Chroniques

par bertrand bolognesi

Solistes de Chambre de Saint-Pétersbourg
œuvres d’Arenski, Borodine et Taneïev

Auditorium du Musée d'Orsay, Paris
- 3 novembre 2005

Nous vous en parlions il y a quelques jours : le musée d'Orsay propose une Saison russe avec l'exposition L'Art russe dans la seconde moitié du XIXe siècle et une série de concerts qui permet de faire entendre un répertoire encore rare [lire notre chronique du 18 octobre 2005]. Il semble d'ailleurs que les salles parisiennes ce soient donné le mot, puisque ce mois de novembre accueillera l'Orchestre Philharmonique de Saint-Pétersbourg au Théâtre des Champs-Élysées, que la troupe du Théâtre Mariinski et son chef Valery Gergiev donneront d'ici peu Le nez de Chostakovitch à l'Opéra Bastille, enfin que Kurt Masur s'investit dans une intégrale Tchaïkovski à la tête de l'Orchestre National de France, engagée cette semaine par Nikolaï Lugansky dans le Concerto Op.23.

Cette soirée à l'Auditorium est ouverte par le Quintette pour piano et cordes en ut mineur d’Alexandre Borodine. Les Solistes de chambre de Saint-Pétersbourg ménagent une sonorité plutôt ronde à l'introduction de l'Andante, tout en s'avérant toujours extrêmement précis. La couleur générale est assez sombre, jouant sur d'âpres répons du premier violon, dans une pâte cependant généreuse venant affirmer la cohérence ténue du discours musical comme de l'expressivité. Les premières mesures du Scherzo central s'ornent d'un parfum plus populaire, sans déroger à la gravité, où l'on remarque particulièrement les accents farouches du violoncelle d’Alexeï Massarsky ; une légèreté mesurée ne serait toutefois pas malvenue. Jouant avec les contrastes du piano et la suavité inattendue de l'alto, cette interprétation bénéficie d'un relief stimulant. L'élégie du Finale s'impose dans le pudique recueillement d'une rêverie plaintive que traversent quelques élans plus convulsifs. Si l'on apprécie un beau travail de couleurs, quelques approximations de hauteur de la part des deux violons gêne l’écoute. Cela dit, la mobilité du tempo est d'une souplesse évidente, et l'énergie formidable, l'équilibre idéal, sans compter le solo magnifiquement nourri d’Alexeï Ludevig à l'alto, et une fin dans un lyrisme épanoui, signant une exécution à bras le corps.
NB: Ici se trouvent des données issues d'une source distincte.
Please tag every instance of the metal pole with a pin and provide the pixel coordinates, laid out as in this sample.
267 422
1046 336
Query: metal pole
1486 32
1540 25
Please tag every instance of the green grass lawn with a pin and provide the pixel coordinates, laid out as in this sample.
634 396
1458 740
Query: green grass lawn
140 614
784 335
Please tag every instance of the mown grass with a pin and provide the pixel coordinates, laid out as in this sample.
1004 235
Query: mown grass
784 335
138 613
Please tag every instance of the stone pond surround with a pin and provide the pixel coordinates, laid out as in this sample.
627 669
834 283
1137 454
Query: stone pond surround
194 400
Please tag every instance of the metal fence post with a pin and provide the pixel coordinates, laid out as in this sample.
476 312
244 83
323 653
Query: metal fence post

Le Quintette pour piano et cordes en ré majeur Op.51 d’Anton Arenski s'affirme ensuite par une ouverture festive et brahmsienne pour un Andante conduisant dans une série de variations toutes plus verbeuses les unes que les autres. Si les musiciens parviennent à tracer un chemin dans une écriture chargée, l'auditeur s'y perd. L'œuvre développe ensuite un climat plus méditatif dont le piano d’Igor Uryash sait porter loin le chan. L'héritage de Tchaïkovski se dessine amplement dans les passages traversés d'un certain pathos, tandis que des réminiscences de Chopin et de Rubinstein habitent les épisodes plus tendres. Particulièrement enjoué, le Scherzo se développe dans une volubilité débordante, opposant le déluge de fastes tapageurs à une romance gentiment désuète. Pour finir, la Fugue couronne une exécution fougueuse et copieusement colorée.
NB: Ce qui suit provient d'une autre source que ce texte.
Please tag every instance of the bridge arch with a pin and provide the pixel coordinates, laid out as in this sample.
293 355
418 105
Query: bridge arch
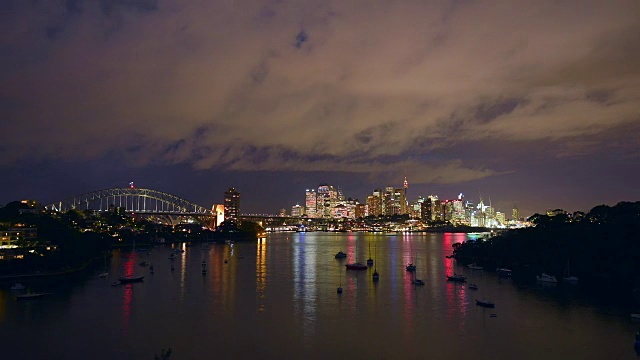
132 200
Pianiste reconnu dès ses dix-huit ans, âge auquel il donna le Concerto Op.15 de Brahms sous la direction de Nikolaï Rubinstein (1875) d'une façon qui lui valut l'admiration affirmée de Tchaïkovski, son professeur dont il créerait l'automne suivant le Concerto en si bémol mineur, Sergueï Taneïev nourrit son univers compositionnel de celui des maîtres fréquentés au Conservatoire de Moscou, de la musique populaire de son pays et, lors d'un séjour parisien qu'il vécut à vingt ans, de la rencontre avec Duparc, Saint-Saëns et Fauré. C'est dans ces influences aussi diverses que complémentaires qu'il édifie rapidement un style personnel que quatre symphonies, deux cantates, plusieurs chœurs et concerts vocaux – genre important de la tradition musicale russe – et de nombreux opus chambristes solidifient jusqu'à Орестея, son opéra sur la tragédie des Atrides.

Le premier mouvement de son Quintette pour piano et cordes en sol mineur Op.30, écrit en 1911, transporte dans un climat tout autre où les mystères d'un piano un rien flouté dynamisent discrètement les échanges clairs des cordes. Sans souligner la qualité intrinsèque de la construction, les solistes en exacerbent le lyrisme. Survient alors un interrogatif et bondissant Scherzo aux pérégrinations fiévreuses que l'absence de nuances dessert. Plus probante s'avère l'interprétation du Largo, entrelaçant des motifs récitatifs à un mouvement perpétuel. Mais l'œuvre est longue, éprouvante même, et requiert une endurance rarement au rendez-vous en fin de concert (peut-être eut-il été plus judicieux d'inverser les deux parties, commençant par Taneïev, puis Borodine et Arenski pour finir) ; du coup la réalisation du Finale s'essouffle, les artistes ne se risquent pas à des subtilités de nuances, exténuant l'écoute dans une orgie superlative certes spectaculaire mais inepte.